突然、世界文学全集の『レベッカ』を読んだ2023年06月03日

『レベッカ』(デュ・モーリア/大久保康雄訳/河出書房新社/1960.7)
 いずれ読みたい世界文学や、いつの日かの再読を楽しみにしている小説は少なくない。それらをさしおいて突然、古い世界文学全集所収の『レベッカ』を読んた。

 『レベッカ』(デュ・モーリア/大久保康雄訳/河出書房新社/1960.7)

 河出書房の「世界文学全集 グリーン版」は私が子供の頃から家にあった。実家を処分するときに引き取ったので、わが書架の奥に眠っている。

 本書を読んだきっかけは、日経新聞夕刊(2023.5.24)に載った松浦寿輝氏のコラムである。「懐かしい本」と題して、中学2年のときに読んだ『レベッカ』を挙げている。「上下段にびっしり活字が組まれた」全集本は、「大人の小説」初体験だったそうだ。松浦氏は「幸福な出会いではあった。そのとき教えてもらった小説の物語というものの悦楽が、以後のわたしの人生を決定することになったからである」と語っている。

 私は中学生のとき、世界文学全集の『大地(上)(下)』(パール・バック)で、松浦氏に似た「大人の小説」初体験をした。だが『レベッカ』は関心外で、これまで読もうと思ったことがなかった。

 松浦氏のコラムを読んで、中学生の頃から背表紙だけは眺めていた『レベッカ』が急に気がかりになった。74歳の高齢者が中学生のような読書体験をできるとは思わないが、この小説を読みたくなった。

 私の事前のイメージは、女性作家によるゴシック・ロマンらしい、ヒチコックが映画化したのだから面白そうだ、という程度だった。それ以上の予備知識はなっかた。

 2段組470ページをほぼ一日で一気に読んだ。ホラー、ミステリー、ラブロマンスの要素がまざった面白い小説である。
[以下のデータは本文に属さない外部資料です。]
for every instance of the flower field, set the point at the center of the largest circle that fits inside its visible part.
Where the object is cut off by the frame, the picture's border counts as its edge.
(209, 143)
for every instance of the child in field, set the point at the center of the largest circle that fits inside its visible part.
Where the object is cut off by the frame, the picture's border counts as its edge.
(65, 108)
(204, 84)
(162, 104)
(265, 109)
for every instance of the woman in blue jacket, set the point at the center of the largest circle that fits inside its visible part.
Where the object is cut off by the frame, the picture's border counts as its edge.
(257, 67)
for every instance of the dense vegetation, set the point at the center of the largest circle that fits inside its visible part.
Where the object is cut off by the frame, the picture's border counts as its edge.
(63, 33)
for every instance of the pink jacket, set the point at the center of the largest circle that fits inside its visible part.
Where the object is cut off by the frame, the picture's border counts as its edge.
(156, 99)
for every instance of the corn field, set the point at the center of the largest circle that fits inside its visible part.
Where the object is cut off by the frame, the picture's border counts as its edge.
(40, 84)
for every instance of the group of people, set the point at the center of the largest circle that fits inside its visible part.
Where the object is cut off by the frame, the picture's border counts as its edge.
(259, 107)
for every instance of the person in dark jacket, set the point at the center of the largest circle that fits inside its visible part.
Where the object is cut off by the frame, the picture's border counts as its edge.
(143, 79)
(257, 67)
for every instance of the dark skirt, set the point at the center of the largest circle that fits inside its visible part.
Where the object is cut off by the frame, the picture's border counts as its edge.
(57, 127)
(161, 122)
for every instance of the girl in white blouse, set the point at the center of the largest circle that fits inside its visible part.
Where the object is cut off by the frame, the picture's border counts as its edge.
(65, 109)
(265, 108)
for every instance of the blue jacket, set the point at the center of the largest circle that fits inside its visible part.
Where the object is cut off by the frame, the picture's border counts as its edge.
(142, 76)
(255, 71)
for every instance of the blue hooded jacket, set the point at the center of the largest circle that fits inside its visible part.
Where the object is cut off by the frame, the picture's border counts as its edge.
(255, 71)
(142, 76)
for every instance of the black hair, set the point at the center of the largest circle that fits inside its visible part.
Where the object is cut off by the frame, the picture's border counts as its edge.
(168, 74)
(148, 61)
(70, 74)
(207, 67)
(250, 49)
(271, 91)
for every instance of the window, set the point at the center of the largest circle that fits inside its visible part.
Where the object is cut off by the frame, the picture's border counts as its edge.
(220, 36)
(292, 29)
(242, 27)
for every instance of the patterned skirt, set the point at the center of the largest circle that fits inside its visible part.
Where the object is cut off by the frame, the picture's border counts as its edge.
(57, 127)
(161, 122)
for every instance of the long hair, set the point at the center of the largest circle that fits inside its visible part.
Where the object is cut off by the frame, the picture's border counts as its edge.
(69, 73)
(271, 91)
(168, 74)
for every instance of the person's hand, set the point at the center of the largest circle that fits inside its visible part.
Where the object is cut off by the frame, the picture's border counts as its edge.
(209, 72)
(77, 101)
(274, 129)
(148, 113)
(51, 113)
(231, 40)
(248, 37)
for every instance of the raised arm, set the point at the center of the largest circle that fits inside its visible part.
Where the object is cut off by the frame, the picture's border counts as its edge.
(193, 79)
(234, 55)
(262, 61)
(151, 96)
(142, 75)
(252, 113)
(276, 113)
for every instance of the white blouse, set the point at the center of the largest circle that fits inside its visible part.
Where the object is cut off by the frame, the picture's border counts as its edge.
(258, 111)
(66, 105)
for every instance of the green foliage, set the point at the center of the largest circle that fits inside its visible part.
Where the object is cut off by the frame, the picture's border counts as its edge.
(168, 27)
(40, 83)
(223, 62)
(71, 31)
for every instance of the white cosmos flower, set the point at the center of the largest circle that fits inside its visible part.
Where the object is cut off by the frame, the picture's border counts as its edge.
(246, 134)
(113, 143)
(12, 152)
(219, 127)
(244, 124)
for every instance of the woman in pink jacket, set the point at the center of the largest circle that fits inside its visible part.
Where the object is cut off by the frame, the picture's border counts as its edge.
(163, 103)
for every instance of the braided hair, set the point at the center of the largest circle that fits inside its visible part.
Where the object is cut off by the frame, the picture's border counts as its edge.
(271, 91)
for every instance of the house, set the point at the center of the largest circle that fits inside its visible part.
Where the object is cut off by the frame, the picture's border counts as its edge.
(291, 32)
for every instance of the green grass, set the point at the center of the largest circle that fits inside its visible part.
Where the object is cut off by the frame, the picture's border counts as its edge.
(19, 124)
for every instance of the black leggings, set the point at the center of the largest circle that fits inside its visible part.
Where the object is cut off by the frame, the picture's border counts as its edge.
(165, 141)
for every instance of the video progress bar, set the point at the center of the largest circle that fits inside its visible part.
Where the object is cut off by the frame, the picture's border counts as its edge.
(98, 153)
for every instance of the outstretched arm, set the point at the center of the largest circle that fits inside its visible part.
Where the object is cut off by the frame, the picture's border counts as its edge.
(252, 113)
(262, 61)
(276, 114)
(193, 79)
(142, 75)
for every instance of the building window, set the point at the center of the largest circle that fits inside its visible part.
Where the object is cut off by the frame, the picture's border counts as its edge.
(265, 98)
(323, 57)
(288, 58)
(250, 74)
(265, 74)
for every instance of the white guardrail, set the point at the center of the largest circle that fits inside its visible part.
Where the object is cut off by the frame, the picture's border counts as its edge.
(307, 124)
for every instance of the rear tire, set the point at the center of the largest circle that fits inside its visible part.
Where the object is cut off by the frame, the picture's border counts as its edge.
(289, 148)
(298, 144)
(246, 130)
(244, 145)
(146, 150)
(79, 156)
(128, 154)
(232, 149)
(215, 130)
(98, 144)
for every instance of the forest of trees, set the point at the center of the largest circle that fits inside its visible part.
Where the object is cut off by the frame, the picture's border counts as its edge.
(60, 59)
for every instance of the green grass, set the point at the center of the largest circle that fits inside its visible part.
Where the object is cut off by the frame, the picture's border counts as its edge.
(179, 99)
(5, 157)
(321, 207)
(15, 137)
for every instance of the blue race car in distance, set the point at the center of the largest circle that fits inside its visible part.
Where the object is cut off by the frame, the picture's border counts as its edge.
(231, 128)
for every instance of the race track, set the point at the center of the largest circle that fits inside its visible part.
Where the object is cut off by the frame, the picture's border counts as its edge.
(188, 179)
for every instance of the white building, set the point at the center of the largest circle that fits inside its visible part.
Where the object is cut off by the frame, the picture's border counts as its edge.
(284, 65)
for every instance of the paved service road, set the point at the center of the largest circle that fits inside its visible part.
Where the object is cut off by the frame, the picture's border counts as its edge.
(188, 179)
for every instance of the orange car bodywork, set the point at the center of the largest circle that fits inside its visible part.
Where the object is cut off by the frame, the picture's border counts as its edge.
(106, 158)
若い女性の一人称叙述は事実と想像と妄想が混在していて少々不気味でもある。中学生のときに読めば、より大きな感慨を抱いたと思う。

 よくできた物語だが、レベッカ(小説上では故人)をはじめ登場人物たちの造形がいまひとつピンと来ない。人物像の陰影をもっと魅力的に表現できないかと思った。

 この小説の最大の魅力はマンダレイという舞台設定である。海に面した森の中の城のような大邸宅は大時代的だ。多くの使用人を抱える領主の後妻になった若い娘というお伽噺のような状況を、20世紀の物語として面白く書き込んでいる。

 作者は1907年生まれ、私から見れば祖母の世代で、ギリギリ同時代作家に近い。だが、19世紀の文学を読んでいる気分になる。世界文学全集に収録されていることと相まって古風な魅力を湛えた小説だと感じた。